NEW YORK (CNNMoney). — Choose your Facebook friends wisely; they could help you get approved — or rejected — for a loan.
A handful of tech startups are using social data to determine the risk of lending to people who have a difficult time accessing credit. Traditional lenders rely heavily on credit scores like FICO, which look at payments history. They typically steer clear of the millions of people who don’t have credit scores.
But some financial lending companies have found that social connections can be a good indicator of a person’s creditworthiness.
One such company, Lenddo, determines if you are friends on Facebook (FB) with someone who was late paying back a loan to Lenddo. If so, that’s bad news for you. It’s even worse news if the delinquent friend is someone you frequently interact with.
“It turns out humans are really good at knowing who is trustworthy and reliable in their community,” said Jeff Stewart, a co-founder and CEO of Lenddo. “What’s new is that we’re now able to measure through massive computing power.”
A German company called Kreditech says that it uses up to 8,000 data points when assessing an application for a loan.

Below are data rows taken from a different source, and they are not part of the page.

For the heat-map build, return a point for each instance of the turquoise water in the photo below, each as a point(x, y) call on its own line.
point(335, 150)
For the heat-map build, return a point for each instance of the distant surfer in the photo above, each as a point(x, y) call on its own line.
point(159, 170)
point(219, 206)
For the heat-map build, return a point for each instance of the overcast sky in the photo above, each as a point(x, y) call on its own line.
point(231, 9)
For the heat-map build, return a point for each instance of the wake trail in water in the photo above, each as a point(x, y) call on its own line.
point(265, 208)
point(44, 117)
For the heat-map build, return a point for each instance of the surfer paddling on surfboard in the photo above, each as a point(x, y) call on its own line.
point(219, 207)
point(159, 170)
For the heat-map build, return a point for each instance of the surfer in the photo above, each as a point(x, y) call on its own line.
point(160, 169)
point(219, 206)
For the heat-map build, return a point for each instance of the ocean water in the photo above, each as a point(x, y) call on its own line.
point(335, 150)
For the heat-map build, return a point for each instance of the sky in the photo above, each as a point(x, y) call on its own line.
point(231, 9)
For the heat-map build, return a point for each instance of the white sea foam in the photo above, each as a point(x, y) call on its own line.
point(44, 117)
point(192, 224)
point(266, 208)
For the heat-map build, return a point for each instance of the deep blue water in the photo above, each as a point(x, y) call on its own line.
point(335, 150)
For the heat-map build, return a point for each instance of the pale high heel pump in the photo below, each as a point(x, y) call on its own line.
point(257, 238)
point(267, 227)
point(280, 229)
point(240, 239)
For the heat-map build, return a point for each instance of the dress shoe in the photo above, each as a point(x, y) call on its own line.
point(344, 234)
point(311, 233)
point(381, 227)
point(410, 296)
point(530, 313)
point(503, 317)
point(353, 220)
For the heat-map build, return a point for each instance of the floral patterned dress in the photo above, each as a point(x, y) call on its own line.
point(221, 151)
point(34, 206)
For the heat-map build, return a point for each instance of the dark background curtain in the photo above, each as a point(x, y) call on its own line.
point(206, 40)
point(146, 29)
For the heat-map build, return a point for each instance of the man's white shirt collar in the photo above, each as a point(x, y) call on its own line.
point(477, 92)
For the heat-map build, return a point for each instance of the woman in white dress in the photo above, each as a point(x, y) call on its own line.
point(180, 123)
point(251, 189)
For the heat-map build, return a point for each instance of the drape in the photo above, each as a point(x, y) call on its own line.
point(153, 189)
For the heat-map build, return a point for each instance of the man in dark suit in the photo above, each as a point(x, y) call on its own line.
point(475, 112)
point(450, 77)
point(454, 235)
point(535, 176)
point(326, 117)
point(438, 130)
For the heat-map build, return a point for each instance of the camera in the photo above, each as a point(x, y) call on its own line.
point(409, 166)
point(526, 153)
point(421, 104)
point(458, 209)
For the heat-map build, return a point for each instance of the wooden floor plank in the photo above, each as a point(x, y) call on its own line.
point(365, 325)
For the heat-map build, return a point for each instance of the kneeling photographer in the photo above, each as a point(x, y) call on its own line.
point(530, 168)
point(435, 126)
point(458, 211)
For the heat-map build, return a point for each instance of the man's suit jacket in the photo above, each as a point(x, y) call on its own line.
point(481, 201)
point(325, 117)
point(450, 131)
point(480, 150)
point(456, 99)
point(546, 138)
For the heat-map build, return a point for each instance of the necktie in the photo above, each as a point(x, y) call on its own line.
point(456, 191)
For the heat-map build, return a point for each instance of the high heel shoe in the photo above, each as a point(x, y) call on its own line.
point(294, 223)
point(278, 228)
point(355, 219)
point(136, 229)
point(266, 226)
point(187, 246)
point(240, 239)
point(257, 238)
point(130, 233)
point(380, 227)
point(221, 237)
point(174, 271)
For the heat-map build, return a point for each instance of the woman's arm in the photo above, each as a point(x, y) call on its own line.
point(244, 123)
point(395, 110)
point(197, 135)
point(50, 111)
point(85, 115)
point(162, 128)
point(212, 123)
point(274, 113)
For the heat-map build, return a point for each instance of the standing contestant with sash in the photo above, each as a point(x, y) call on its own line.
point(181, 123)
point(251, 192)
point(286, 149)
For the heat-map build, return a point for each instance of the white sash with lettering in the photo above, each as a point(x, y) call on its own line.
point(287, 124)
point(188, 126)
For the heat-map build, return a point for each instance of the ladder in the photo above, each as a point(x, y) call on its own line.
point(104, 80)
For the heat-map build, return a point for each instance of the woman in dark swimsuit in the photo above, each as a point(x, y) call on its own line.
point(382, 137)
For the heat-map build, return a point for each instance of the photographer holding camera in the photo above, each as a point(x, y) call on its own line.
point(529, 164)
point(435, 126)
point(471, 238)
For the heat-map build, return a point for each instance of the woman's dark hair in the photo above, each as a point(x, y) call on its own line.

In addition to data from Facebook, eBay or Amazon (AMZN, Fortune 500) accounts. Kreditech also gathers information from the manner in which a customer fills out the online application. For example, your chances of getting a loan improve if you spend time reading information about the loan on Kreditech’s website. If you fill out the application typing in all-caps (or with no caps), you’re knocked down a couple pegs in Kreditech’s eyes.